В кавалергардских казармах уже вторые сутки шло празднество по поводу благополучного возвращения младшего Давыдова из французской неволи. Обмен пленными, как известно, был давным-давно завершен, однако Евдокиму вернуться на родину вместе с другими русскими до сей поры не позволяло состояние здоровья: под Аустерлицем во время знаменитой атаки кавалергардов он получил семь ран — пять сабельных, одну пулевую и одну штыковую.
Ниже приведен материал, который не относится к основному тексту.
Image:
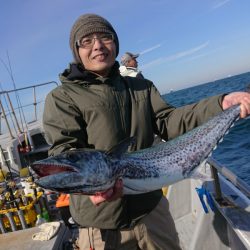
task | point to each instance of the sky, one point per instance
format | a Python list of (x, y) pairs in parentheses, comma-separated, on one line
[(182, 43)]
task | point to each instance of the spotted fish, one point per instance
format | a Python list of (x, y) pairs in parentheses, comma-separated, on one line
[(92, 171)]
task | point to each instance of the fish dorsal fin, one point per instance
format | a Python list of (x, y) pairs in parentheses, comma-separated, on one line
[(121, 147)]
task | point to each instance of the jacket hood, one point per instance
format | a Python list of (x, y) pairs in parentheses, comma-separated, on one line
[(77, 72)]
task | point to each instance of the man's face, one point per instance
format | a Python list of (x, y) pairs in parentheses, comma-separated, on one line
[(132, 63), (99, 54)]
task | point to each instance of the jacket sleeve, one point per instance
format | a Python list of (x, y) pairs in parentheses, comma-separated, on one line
[(172, 122), (63, 123)]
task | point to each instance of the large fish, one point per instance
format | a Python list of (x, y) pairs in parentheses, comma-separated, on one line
[(93, 171)]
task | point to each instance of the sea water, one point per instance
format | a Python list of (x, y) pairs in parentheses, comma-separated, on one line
[(234, 151)]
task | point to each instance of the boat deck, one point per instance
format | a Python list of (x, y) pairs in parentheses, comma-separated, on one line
[(22, 240)]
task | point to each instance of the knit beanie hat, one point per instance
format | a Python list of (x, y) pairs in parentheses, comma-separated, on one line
[(88, 24)]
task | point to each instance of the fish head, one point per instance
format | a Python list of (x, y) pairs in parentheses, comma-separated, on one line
[(75, 171)]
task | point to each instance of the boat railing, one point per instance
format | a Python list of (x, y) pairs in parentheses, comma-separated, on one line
[(8, 111), (216, 168)]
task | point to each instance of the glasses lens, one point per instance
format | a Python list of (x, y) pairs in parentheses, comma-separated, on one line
[(88, 42)]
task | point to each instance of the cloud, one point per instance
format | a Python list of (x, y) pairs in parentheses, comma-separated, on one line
[(220, 4), (176, 56), (150, 49)]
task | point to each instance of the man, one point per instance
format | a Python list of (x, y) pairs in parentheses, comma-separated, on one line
[(95, 107), (129, 65)]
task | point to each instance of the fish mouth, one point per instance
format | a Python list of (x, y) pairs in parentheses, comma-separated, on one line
[(43, 170)]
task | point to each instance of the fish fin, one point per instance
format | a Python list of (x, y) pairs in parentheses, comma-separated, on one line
[(121, 147), (201, 175)]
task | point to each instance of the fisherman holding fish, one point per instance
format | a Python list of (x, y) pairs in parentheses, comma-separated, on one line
[(95, 107)]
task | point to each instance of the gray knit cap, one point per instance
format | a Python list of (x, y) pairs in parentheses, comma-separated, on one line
[(86, 25)]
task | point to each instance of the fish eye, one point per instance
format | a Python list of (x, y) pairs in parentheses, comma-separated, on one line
[(72, 157)]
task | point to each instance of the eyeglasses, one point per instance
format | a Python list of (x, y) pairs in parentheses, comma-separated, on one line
[(88, 42)]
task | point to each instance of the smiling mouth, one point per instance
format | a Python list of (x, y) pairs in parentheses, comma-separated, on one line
[(100, 57)]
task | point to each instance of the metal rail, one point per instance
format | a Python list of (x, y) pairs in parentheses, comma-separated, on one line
[(240, 184), (12, 111)]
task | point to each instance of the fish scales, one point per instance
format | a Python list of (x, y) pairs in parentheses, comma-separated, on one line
[(92, 171)]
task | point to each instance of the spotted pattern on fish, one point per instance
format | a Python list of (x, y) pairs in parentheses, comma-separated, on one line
[(141, 171)]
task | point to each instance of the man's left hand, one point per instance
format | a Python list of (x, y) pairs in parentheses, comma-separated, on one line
[(242, 98)]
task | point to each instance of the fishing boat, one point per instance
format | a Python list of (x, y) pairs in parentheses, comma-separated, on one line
[(208, 215), (22, 141)]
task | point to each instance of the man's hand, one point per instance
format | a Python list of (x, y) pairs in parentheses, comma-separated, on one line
[(242, 98), (109, 195)]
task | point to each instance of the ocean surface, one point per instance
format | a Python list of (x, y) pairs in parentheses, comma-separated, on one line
[(234, 151)]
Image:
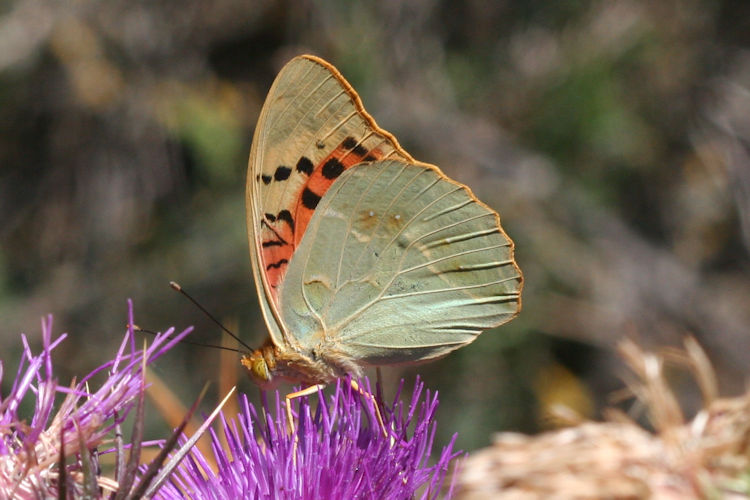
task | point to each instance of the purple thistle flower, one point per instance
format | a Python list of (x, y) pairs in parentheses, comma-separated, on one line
[(30, 452), (337, 451)]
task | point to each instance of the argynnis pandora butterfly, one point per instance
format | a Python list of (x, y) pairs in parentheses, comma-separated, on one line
[(362, 255)]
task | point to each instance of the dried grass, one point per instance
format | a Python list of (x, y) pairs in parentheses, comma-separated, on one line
[(706, 457)]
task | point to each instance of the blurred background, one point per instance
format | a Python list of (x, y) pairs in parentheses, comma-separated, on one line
[(612, 136)]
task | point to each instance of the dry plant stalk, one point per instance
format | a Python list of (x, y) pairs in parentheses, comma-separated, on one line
[(707, 457)]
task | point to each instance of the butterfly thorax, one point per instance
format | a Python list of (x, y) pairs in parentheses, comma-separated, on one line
[(271, 364)]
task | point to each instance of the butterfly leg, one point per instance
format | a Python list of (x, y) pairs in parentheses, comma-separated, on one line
[(294, 395), (366, 394)]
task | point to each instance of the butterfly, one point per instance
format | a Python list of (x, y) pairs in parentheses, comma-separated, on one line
[(362, 255)]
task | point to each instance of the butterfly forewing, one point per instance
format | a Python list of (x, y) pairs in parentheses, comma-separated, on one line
[(398, 264), (311, 129)]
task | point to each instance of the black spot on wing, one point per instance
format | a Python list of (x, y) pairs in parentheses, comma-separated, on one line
[(282, 173), (286, 216), (305, 166), (276, 265), (356, 148), (309, 199), (332, 168)]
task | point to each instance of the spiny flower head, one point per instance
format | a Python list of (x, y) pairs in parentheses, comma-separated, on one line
[(336, 451)]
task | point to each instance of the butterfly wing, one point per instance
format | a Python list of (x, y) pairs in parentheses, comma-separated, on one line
[(399, 264), (311, 129)]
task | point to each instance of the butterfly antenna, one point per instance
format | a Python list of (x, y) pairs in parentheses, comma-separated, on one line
[(176, 286), (138, 329)]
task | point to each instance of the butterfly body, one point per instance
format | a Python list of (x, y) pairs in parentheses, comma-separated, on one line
[(362, 255)]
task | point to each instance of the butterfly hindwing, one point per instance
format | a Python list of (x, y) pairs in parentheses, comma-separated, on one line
[(399, 263)]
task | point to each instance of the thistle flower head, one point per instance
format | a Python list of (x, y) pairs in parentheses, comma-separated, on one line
[(335, 451), (31, 446)]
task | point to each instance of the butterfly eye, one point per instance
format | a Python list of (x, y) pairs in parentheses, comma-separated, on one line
[(257, 368)]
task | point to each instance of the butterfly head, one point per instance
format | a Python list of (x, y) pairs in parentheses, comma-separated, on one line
[(260, 364)]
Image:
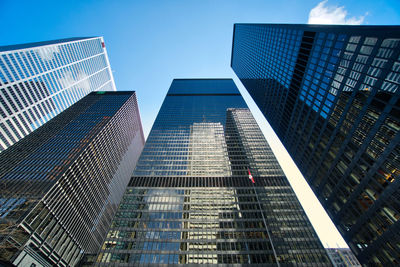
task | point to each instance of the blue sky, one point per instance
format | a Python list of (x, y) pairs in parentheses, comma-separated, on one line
[(149, 43)]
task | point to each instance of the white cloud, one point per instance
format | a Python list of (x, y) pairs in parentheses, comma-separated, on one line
[(324, 14)]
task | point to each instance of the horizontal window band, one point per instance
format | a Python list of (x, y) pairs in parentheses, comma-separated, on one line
[(203, 95)]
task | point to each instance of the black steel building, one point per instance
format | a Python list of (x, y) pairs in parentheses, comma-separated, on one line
[(190, 200), (61, 185), (331, 93)]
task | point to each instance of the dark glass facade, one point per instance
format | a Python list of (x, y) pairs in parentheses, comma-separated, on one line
[(40, 80), (61, 185), (331, 93), (190, 200)]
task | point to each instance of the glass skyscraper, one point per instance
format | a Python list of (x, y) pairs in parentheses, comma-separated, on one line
[(39, 80), (61, 185), (331, 93), (190, 199)]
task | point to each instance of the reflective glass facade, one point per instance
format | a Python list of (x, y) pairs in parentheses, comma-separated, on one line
[(61, 185), (190, 200), (39, 80), (331, 93)]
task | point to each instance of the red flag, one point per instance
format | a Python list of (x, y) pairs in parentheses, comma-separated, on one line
[(251, 177)]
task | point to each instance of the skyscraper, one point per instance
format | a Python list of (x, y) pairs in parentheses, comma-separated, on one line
[(39, 80), (342, 257), (331, 93), (61, 185), (190, 200)]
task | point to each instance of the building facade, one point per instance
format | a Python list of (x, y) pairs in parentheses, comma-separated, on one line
[(39, 80), (61, 185), (190, 200), (331, 93), (342, 257)]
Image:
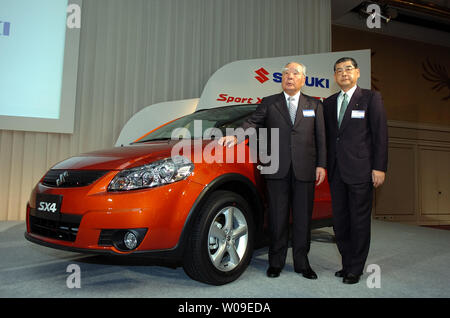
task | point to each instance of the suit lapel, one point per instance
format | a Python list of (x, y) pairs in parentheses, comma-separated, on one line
[(351, 105), (281, 105), (302, 104)]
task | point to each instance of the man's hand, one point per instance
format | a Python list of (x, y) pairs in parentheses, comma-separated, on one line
[(228, 141), (378, 178), (320, 175)]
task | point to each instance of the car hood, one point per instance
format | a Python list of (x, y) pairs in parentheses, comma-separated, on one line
[(120, 157)]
Эти раны, красноречиво свидетельствующие о его храбрости и мужестве в бою, и были причиной того, что в полк Евдоким Давыдов изо всех оставшихся в живых офицеров вернулся самым последним.

Теперь кавалергарды отдавали должное своему боевому товарищу. В обширной сводчатой зале офицерского собрания голубоватым огнем пылали пуншевые чаши, пенилось шампанское, клубился табачный дым и, почти беспрестанно, сменяя друг друга, заливались два хора песельников.
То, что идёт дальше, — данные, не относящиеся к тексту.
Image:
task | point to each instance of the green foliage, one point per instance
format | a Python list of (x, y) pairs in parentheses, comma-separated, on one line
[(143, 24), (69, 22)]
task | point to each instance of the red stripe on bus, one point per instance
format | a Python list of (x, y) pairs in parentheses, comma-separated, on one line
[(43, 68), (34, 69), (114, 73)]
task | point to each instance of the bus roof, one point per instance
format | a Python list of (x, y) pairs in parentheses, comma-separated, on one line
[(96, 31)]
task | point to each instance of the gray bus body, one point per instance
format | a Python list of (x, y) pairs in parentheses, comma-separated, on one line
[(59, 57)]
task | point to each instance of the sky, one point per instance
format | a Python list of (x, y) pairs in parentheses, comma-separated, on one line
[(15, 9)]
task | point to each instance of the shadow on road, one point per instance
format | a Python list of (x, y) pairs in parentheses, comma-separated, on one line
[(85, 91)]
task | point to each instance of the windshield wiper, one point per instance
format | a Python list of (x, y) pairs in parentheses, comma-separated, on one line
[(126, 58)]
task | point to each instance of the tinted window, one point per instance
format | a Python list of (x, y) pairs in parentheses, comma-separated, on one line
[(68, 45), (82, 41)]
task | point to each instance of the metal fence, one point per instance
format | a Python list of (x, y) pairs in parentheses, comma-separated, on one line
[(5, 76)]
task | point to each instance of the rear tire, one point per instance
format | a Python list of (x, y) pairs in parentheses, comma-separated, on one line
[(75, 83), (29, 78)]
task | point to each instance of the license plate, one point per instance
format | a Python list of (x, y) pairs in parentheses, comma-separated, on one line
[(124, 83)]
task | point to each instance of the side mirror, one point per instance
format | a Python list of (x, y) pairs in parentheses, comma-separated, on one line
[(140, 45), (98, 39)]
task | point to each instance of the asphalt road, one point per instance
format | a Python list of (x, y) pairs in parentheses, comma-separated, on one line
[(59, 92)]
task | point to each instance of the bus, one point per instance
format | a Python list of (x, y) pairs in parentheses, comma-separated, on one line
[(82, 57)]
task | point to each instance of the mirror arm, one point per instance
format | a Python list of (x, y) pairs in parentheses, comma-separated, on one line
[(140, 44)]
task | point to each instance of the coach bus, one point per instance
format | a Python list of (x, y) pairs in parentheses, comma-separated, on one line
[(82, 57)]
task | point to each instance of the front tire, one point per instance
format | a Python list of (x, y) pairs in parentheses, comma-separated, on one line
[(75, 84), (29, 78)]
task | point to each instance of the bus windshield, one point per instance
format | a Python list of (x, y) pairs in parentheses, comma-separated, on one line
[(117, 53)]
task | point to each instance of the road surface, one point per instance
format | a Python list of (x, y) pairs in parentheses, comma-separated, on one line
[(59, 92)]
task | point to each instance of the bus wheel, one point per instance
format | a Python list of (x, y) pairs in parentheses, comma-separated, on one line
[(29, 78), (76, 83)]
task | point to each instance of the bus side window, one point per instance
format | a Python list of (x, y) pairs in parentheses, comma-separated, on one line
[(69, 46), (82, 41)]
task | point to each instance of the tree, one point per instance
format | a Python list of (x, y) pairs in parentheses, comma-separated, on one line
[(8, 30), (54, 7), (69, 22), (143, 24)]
Евдоким, в новом, блестящем, с иголочки мундире, сидел в центре дружеского круга, неестественно бледный, похудевший, с левою рукою на черной шелковой перевязи, с лихорадочно горящими, глубоко запавшими глазами, видимо, безмерно усталый и безмерно счастливый.

Денис, сердечно обнявший и расцеловавший брата, был встречен всеобщими радостными кликами и тут же усажен за стол рядом с Евдокимом. От него начали требовать стихов.

— Погодите, господа, — улыбнулся Давыдов-старший, — все будет, и стихи, само собою, обещаю вам. Однако прежде хочу услышать о злоключениях младшего брата своего, о коих мне ничего не ведомо.

— Справедливо! — рассудили кавалергарды и в который уж, видимо, раз заставили Евдокима снова рассказать о том, что выпало на его долю после Аустерлица.

Получив многочисленные жестокие раны, он, как оказалось, рухнул на поле битвы замертво вместе с конем и был завален целою грудою окровавленных трупов. Здесь его никто не отыскал, да и, видимо, не до того тогда и было. Очнулся уже глубокой ночью, с великим трудом, превозмогая боль, выбрался из страшного завала и кое-как добрался до мерцавшего неподалеку огня, возле которого нашел других русских раненых. Здесь, к его радости, оказались и двое кавалергардов — Арапов и Барковский, тоже помятые и порубанные, но не так сильно, как он. Товарищи по полку оказали Евдокиму посильную помощь. Посовещавшись, решили, покуда смогут, двигаться за отступающей русскою армией. Однако вскоре их настиг французский конно-гренадерский эскадрон, патрулировавший местность. Раненые кавалергарды были объявлены пленными и отправлены в Брюн, где тогда находилась главная квартира Наполеона.

Тут, однако, силы окончательно покинули Евдокима. Идти далее он уже не мог. И сопровождавший их французский поручик Серюг проявил редкое великодушие: он уступил тяжелораненому русскому офицеру своего коня, поделился едою, а в ближайшем же селении приказал местному пастору снарядить для впадавшего в забытье Евдокима специальную повозку. В Брюне этот же поручик помог разместить его в полевой французский госпиталь и посоветовал в случае нужды обращаться за помощью и защитой к дяде своему, министру Маре, находящемуся при главной императорской квартире. Сего поручика Серюга Евдоким теперь по справедливости считал своим спасителем.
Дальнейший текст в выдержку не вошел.